Preparing for your retirement

8 November

Retirement is something you’ve worked your entire life for. It’s your time to sit back, take stock of everything you’ve achieved in your working life, and to relax.

But for some—family business owners in particular—the prospect of retiring after a lifetime of hard work can be a daunting one.

And it’s not just the thought of what to do: you’ve become accustomed to a certain level of lifestyle, and retirement can mean an adjustment to a different level of income.

Enjoying your retirement to its fullest all comes down to having the right plans in place

A 2015 KPMG and Family Business Australia survey found that only 9% of family business owners have a plan firmly in place for their retirement.

The takeaway from this is that many family business owners out there are unsure of the mechanisms to put in place that will enable them to maintain an adequate income post-retirement, or even how to access these mechanisms.

The starting point for retirement planning lies in your biggest asset: your business.

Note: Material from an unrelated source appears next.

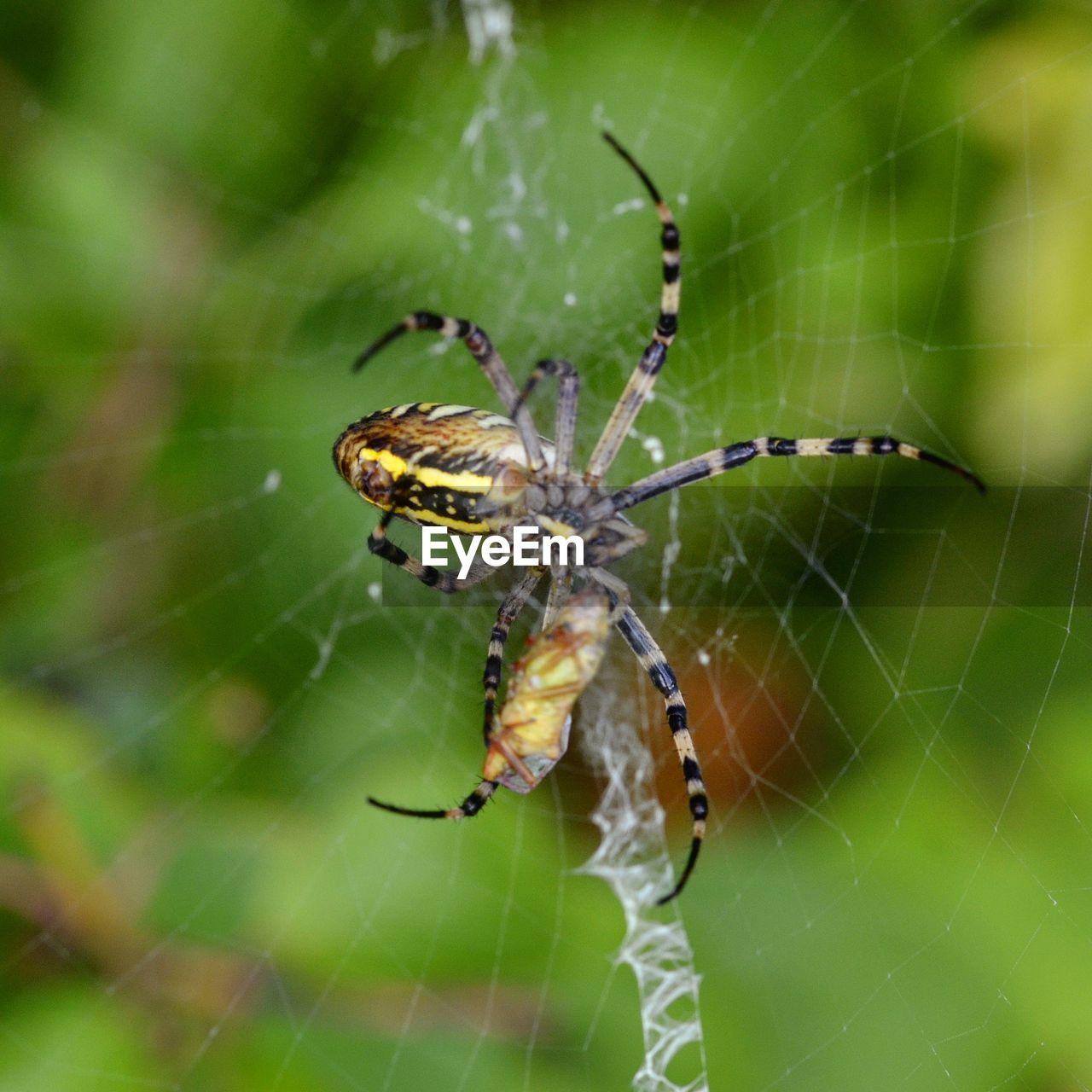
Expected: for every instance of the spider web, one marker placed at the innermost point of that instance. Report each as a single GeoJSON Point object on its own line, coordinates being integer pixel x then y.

Making the most of your family business

For family business owners, the first step to retirement comes with deciding whether to sell your business, or if you want to keep the business in the family.

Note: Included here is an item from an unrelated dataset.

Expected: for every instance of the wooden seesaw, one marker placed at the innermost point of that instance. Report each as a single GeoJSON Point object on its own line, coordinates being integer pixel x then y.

Selling a family business is a valuable nest egg that can add millions, if not tens of millions of dollars towards your retirement—but only if you sell it outright. Selling the business you’ve worked hard to build to an unaffiliated third party allows you to cleanly part ways, wash your hands of it, while at the same time unlocking a windfall that can go a long way towards a long, comfortable retirement.

But this takes on an altogether different nature when you hand over the reins to a family member.

The issue is that a significant portion of your wealth is tied up in the valuation of your business. So if you’re transferring ownership to another family member at least part of this equity needs to be released in order to maintain a level of income into retirement.

Given the family ties, a straight buyout from a family member is usually unfeasible. The reliance on such an event could spark interfamily conflict, leading to a degradation of relationships, and a decidedly unhappy retirement.

While this might seem like a huge first step, the good news is that there’s help out there.

How to start your retirement planning

Engaging a trusted, independent financial adviser to support you in this planning means you’re putting yourself on the path to a successful transition.

With their guidance and support, you’ll be able to determine how much money you need to live the lifestyle you desire, and how to structure the sale of your business so that it allows for this.

So our advice? Speak to your trusted financial adviser and raise your intention to retire.

They can begin the process of collaborating with their team of professionals, and start creating a cohesive, comprehensive transition plan that’s well thought out, financially effective, and considers your unique family dynamic and relationships. A plan that looks at all areas of your life.

With a holistic, long-term plan in place, you can take comfort knowing that when it’s time to retire, all you need to do is sit back, relax, and enjoy the next stage of your life.